3. Manuscripts moldering in your hard-drive. Ah yes…the stunted stories, the pinched-out plots, the atrophied attempts, the truncated tries. (Hey, better I get rid of my bad alliteration here then in my book) These are the books you had so much hope for and they let you down. These are the books you went 30 chapters with but couldn’t wrestle to the mat for the final pin. These are the books you grimly finished even as they finished you. Maybe you even sent these out to either agent or editor and they were rejected. At last count, I have six of these half-birthed monsters still breathing in my hard-drive. And at least four others finally died when my former Acer did, lost to mankind forever. Thank god. Geez…one was called Tarantella and it was erotica. Can it get any worse?
So what do you do with all these ideas?
You expose them to sunlight and watch them burn to little cinders and then you move on. Because not every idea is a good one. Not every idea makes for a publishable book. And sometimes, you just gotta let go.
Or you just bite the bullet and let them exist as your Shelf Books. Mike Connelly had three completed manuscripts before he sent out The Black Echo. L. Frank Baum wrote four adult novels before The Wizard of Oz, and his son records in his memoir that his mother burned them all. Hunter Thompson’s first writing attempt was a rejected novel called Prince Jellyfish about a boy from Louisville trying to make it in the big city. Thomas Hardy’s first novel The Poor Man and the Lady, was rejected by five publishers and the manuscript later destroyed. And before Stephen King hit it big with Carrie (rejected by 30 editors) he wrote a novella The Aftermath, and The House on Value Street, based on the Patty Hearst kidnapping.
Sometimes, bad ideas can birth new life. Michael Chabon abandoned his novel titled Fountain City after 1,500 pages, but then used it as inspiration for his fabulous Wonder Boys. John Cheever wrote 150 pages of a novel called The Swimmer, then decided it was better as a 12-page short story.
I have known some unpublished writers who’ve lock their jaws onto one idea like a rabid Jack Russell and chew it to death. These writers become paralyzed, unable to give up on their unworkable stories, unable to open their imaginations to anything else.
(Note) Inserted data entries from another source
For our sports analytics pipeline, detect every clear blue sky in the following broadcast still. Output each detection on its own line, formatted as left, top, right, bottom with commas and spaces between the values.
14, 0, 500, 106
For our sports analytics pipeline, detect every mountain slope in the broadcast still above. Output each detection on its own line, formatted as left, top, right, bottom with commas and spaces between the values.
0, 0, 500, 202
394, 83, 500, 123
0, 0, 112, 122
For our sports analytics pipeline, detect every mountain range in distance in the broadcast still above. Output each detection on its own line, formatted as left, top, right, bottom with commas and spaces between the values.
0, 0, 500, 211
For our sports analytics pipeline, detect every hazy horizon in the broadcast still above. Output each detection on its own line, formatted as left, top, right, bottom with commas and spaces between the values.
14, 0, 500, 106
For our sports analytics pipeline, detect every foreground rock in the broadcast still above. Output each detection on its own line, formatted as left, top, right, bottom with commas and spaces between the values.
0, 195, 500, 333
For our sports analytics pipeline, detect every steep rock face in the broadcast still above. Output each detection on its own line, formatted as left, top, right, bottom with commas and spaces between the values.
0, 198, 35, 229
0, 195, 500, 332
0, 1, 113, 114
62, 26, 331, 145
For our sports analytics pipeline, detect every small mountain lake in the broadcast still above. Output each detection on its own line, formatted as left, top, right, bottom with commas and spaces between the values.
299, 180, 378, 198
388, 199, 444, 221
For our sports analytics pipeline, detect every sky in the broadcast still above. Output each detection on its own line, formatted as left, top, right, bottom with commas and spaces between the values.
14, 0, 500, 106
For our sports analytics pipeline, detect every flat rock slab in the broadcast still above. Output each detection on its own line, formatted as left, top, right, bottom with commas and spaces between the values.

I think it is because they fear this one bone of an idea is the only one they will ever have. Two things happen when writers reach this point:
- They self-publish. (Not a bad thing if your idea is good)
- Or they get smart, take to heart whatever lessons that first manuscript taught them, put that book on the shelf, and move on to a new idea.
You have to know when to let go. And you have to trust that yes, you will have another idea. Maybe a good one. Maybe even a great one.
So, what do Kelly and I do with our Lucky Lady? Yeah, we’ve thought about self-publishing it. We even designed a cover for it. We have a base readership and we might get some sales. But whenever I go back and re-read that book — which I’ve done a couple times now with something close to hope — I find it still has warts. And worse, it isn’t true to our writers’s hearts and our readers will sense that.
But…
We could sent it to Canada. To the Brautigan Library in Vancouver, which is devoted to unpublished manuscripts. The library’s inspiration came from the 1971 novel The Abortion: An Historical Romance by Richard Brautigan, in which the protagonist works at a library of unpublished manuscripts. In the novel, no one is allowed to visit the library and read the unpublished works. But in the library it inspired, that’s the whole point. You can go there and read the 300 manuscripts. They are also open to submissions. But I think your toxic story would look better on your own shelf.